Uremic Osteodystrophy:

The recommended initial dose of Nefkalci® is 0.25 microgram/day. If a satisfactory response in the biochemical parameters and clinical manifestations of the disease state is not observed, dosage may be increased by 0.25 microgram/day at intervals of two to four weeks. Patients with normal or only slightly reduced serum calcium levels may respond to Nefkalci® doses of 0.25 microgram every other day. Most patients undergoing haemodialysis respond to doses between 0.5 and 1 microgram daily.

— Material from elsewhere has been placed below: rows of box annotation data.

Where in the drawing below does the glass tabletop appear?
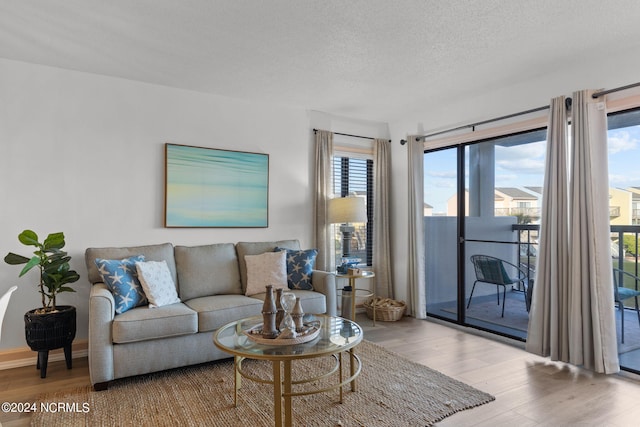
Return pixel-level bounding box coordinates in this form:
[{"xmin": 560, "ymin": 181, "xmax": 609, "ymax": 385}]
[{"xmin": 213, "ymin": 314, "xmax": 363, "ymax": 360}]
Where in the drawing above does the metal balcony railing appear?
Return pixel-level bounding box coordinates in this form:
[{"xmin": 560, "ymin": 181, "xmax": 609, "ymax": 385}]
[{"xmin": 495, "ymin": 208, "xmax": 541, "ymax": 218}]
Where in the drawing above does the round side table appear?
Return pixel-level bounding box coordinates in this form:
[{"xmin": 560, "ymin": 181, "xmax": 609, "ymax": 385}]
[{"xmin": 336, "ymin": 271, "xmax": 376, "ymax": 326}]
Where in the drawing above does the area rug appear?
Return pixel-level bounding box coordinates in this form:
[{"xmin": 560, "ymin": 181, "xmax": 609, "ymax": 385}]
[{"xmin": 32, "ymin": 341, "xmax": 495, "ymax": 427}]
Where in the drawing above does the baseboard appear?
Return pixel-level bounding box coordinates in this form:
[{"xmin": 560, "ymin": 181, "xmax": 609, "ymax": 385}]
[{"xmin": 0, "ymin": 340, "xmax": 89, "ymax": 371}]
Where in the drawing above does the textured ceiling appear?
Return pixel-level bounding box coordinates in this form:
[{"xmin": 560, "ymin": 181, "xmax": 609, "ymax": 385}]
[{"xmin": 0, "ymin": 0, "xmax": 640, "ymax": 127}]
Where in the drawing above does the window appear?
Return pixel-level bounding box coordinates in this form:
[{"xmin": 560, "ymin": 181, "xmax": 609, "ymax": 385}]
[{"xmin": 333, "ymin": 154, "xmax": 374, "ymax": 266}]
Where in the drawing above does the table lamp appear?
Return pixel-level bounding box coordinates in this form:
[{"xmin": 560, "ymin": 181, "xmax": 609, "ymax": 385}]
[{"xmin": 329, "ymin": 196, "xmax": 367, "ymax": 258}]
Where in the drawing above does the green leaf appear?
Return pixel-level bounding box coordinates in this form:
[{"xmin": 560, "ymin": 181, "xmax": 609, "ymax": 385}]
[
  {"xmin": 18, "ymin": 230, "xmax": 40, "ymax": 246},
  {"xmin": 18, "ymin": 256, "xmax": 40, "ymax": 277},
  {"xmin": 4, "ymin": 252, "xmax": 29, "ymax": 265},
  {"xmin": 44, "ymin": 232, "xmax": 65, "ymax": 250}
]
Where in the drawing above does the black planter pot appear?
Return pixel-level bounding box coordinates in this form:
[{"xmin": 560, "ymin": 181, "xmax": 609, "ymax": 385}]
[{"xmin": 24, "ymin": 305, "xmax": 76, "ymax": 378}]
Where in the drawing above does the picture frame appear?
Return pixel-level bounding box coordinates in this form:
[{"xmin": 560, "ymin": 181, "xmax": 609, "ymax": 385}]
[{"xmin": 164, "ymin": 143, "xmax": 269, "ymax": 228}]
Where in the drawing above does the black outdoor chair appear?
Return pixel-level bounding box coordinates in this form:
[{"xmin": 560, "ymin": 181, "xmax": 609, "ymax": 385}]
[
  {"xmin": 613, "ymin": 268, "xmax": 640, "ymax": 344},
  {"xmin": 467, "ymin": 255, "xmax": 527, "ymax": 317}
]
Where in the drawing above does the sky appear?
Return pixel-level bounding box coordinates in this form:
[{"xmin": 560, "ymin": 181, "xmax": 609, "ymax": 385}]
[{"xmin": 424, "ymin": 125, "xmax": 640, "ymax": 214}]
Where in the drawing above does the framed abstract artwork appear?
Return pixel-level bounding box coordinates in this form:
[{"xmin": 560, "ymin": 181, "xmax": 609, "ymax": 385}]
[{"xmin": 164, "ymin": 143, "xmax": 269, "ymax": 227}]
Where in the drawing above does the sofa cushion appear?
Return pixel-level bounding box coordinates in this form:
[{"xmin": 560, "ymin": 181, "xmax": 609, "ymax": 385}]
[
  {"xmin": 84, "ymin": 243, "xmax": 178, "ymax": 284},
  {"xmin": 175, "ymin": 243, "xmax": 242, "ymax": 301},
  {"xmin": 95, "ymin": 255, "xmax": 148, "ymax": 314},
  {"xmin": 136, "ymin": 260, "xmax": 180, "ymax": 308},
  {"xmin": 276, "ymin": 248, "xmax": 318, "ymax": 291},
  {"xmin": 112, "ymin": 303, "xmax": 198, "ymax": 344},
  {"xmin": 185, "ymin": 295, "xmax": 263, "ymax": 332},
  {"xmin": 236, "ymin": 240, "xmax": 300, "ymax": 293},
  {"xmin": 244, "ymin": 252, "xmax": 287, "ymax": 296},
  {"xmin": 251, "ymin": 289, "xmax": 327, "ymax": 314}
]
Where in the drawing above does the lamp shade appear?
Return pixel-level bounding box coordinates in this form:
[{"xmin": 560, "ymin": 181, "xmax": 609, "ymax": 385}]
[{"xmin": 329, "ymin": 196, "xmax": 367, "ymax": 224}]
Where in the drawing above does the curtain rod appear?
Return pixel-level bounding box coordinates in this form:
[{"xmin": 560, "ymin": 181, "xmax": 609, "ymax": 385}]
[
  {"xmin": 400, "ymin": 82, "xmax": 640, "ymax": 145},
  {"xmin": 400, "ymin": 104, "xmax": 548, "ymax": 145},
  {"xmin": 591, "ymin": 82, "xmax": 640, "ymax": 99},
  {"xmin": 313, "ymin": 129, "xmax": 391, "ymax": 142}
]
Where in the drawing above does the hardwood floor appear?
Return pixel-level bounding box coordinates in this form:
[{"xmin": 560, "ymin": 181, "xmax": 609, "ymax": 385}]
[{"xmin": 0, "ymin": 315, "xmax": 640, "ymax": 427}]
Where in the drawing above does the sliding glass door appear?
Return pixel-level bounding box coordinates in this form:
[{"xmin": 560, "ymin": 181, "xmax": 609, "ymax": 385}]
[
  {"xmin": 425, "ymin": 130, "xmax": 546, "ymax": 339},
  {"xmin": 424, "ymin": 147, "xmax": 463, "ymax": 322}
]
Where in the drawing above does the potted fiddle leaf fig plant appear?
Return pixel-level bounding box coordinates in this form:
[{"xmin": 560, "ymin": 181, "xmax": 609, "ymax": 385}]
[{"xmin": 4, "ymin": 230, "xmax": 80, "ymax": 378}]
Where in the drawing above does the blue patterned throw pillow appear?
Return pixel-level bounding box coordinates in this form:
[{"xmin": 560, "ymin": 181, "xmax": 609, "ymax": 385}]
[
  {"xmin": 275, "ymin": 248, "xmax": 318, "ymax": 291},
  {"xmin": 95, "ymin": 255, "xmax": 148, "ymax": 314}
]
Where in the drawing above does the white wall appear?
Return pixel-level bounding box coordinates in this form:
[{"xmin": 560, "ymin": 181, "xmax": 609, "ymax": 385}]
[{"xmin": 0, "ymin": 60, "xmax": 322, "ymax": 350}]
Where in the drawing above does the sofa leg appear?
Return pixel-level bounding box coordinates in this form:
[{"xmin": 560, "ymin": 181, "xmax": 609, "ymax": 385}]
[{"xmin": 93, "ymin": 381, "xmax": 109, "ymax": 391}]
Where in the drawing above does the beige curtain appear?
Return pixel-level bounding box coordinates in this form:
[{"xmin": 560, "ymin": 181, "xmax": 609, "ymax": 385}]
[
  {"xmin": 407, "ymin": 135, "xmax": 427, "ymax": 319},
  {"xmin": 526, "ymin": 91, "xmax": 619, "ymax": 374},
  {"xmin": 373, "ymin": 139, "xmax": 393, "ymax": 298},
  {"xmin": 313, "ymin": 130, "xmax": 335, "ymax": 271},
  {"xmin": 526, "ymin": 96, "xmax": 569, "ymax": 360},
  {"xmin": 569, "ymin": 91, "xmax": 620, "ymax": 374}
]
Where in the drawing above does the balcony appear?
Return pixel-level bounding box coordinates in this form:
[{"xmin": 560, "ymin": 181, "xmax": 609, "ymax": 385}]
[
  {"xmin": 495, "ymin": 207, "xmax": 541, "ymax": 220},
  {"xmin": 609, "ymin": 206, "xmax": 620, "ymax": 218}
]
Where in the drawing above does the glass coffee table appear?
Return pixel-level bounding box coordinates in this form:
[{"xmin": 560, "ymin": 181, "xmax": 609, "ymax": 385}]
[{"xmin": 213, "ymin": 314, "xmax": 363, "ymax": 426}]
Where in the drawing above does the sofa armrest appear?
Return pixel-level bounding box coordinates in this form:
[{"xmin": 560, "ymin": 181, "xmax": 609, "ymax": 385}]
[
  {"xmin": 311, "ymin": 270, "xmax": 338, "ymax": 316},
  {"xmin": 89, "ymin": 283, "xmax": 116, "ymax": 385}
]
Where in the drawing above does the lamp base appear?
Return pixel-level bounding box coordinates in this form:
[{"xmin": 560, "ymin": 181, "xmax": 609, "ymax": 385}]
[{"xmin": 340, "ymin": 224, "xmax": 356, "ymax": 258}]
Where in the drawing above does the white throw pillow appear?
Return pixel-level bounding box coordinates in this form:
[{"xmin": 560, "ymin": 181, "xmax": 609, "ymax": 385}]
[
  {"xmin": 244, "ymin": 251, "xmax": 287, "ymax": 296},
  {"xmin": 136, "ymin": 261, "xmax": 180, "ymax": 308}
]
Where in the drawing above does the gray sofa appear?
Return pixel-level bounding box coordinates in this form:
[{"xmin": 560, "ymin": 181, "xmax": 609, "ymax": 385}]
[{"xmin": 85, "ymin": 240, "xmax": 336, "ymax": 390}]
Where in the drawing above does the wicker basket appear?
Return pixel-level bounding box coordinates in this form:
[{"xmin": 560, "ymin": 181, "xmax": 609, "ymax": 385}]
[{"xmin": 363, "ymin": 297, "xmax": 407, "ymax": 322}]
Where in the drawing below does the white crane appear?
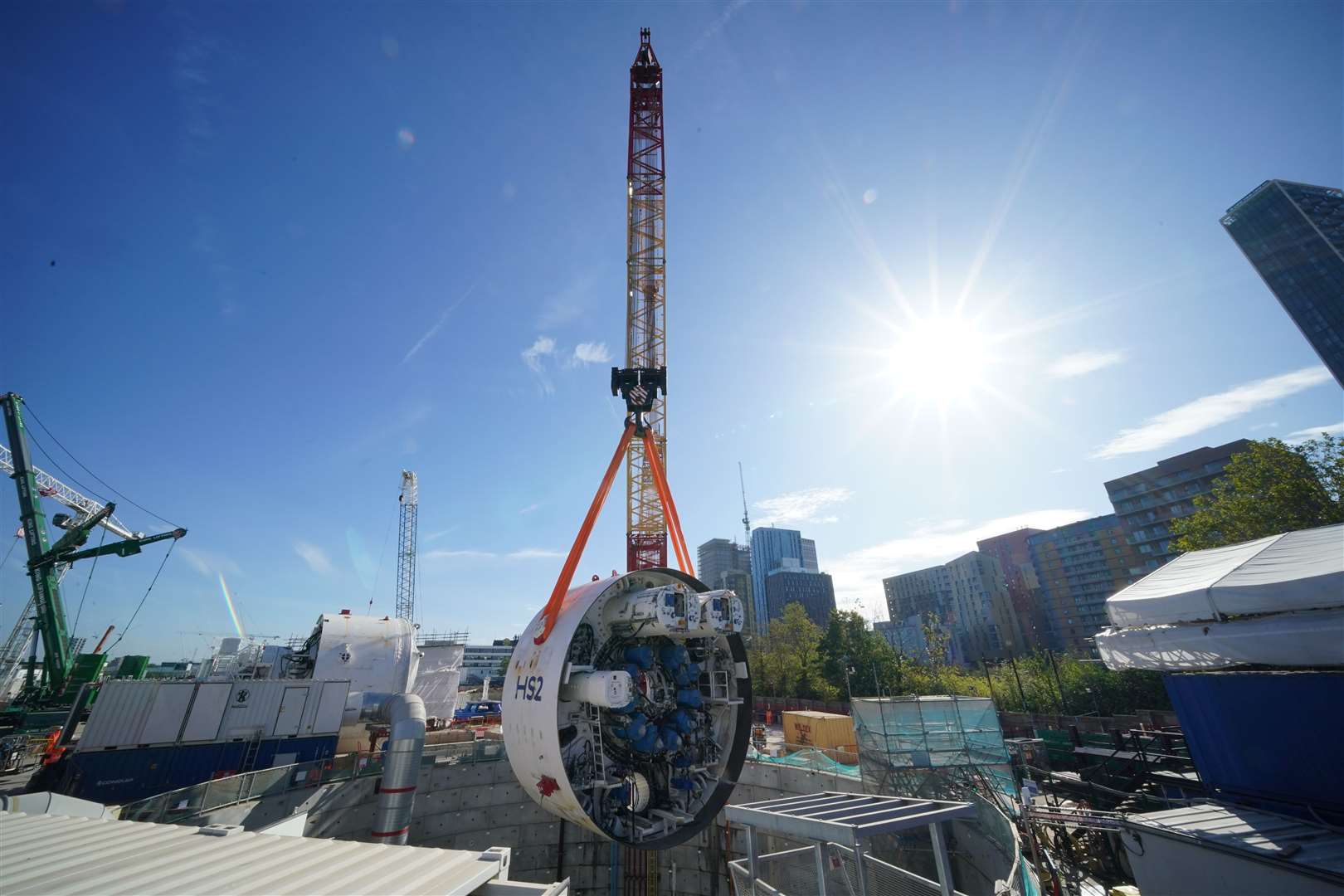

Hypoparathyroidism and Rickets:

The recommended initial dose of

Nefkalci® is 0.25 microgram/day when given in the morning. If a satisfactory response in the biochemical parameters and clinical manifestations of the disease are not observed, the dose may be increased at intervals of two to four weeks. Malabsorption is occasionally noted in patients with hypoparathyroidism and therefore larger doses of Nefkalci® may be needed.

Paediatric

The doses are similar to those used in adults with greater variability between subjects. Patients in  one to five years age group with hypoparathyroidism have usually been given Nefkalci® 0.25 to 0.75 microgram daily.

Geriatric

No dosage adjustment is necessary in elderly patients.

Overdosage

Since Calcitriol is a derivative of Vitamin D, the symptoms of overdose are the same as for an overdose of Vitamin D. Administration of Nefkalci® to patients in excess of their daily requirements can cause hypocalcaemia, hypercalciuria and hyperphosphataemia. High intake of calcium and phosphate concomitant with Nefkalci® may lead to similar symptoms. The serum calcium times phosphate (Ca x P) product should not be allowed to exceed 70 mg2/dL2. In patients with uremic osteodystrophy, high levels of calcium in the dialysate may contribute to the development of hypocalcaemia.                                                                                                                                                                      Acute symptoms of Vitamin D intoxication include anorexia, headache, vomiting and constipation. Chronic symptoms include dystrophy (weakness, loss of weight), sensory disturbances, possibly fever with thirst, polyuria, dehydration, apathy, arrested growth and urinary tract infections. Hypercalcaemia ensues with metastatic calcification of the renal cortex, myocardium, lungs and pancreas.

Storage

Store in a cool, dry place. Protect from light and moisture.

Disclaimer:

This information is for registered medical practitioner only. Anyone other than medical practitioner should consult medical practitioner before using this product.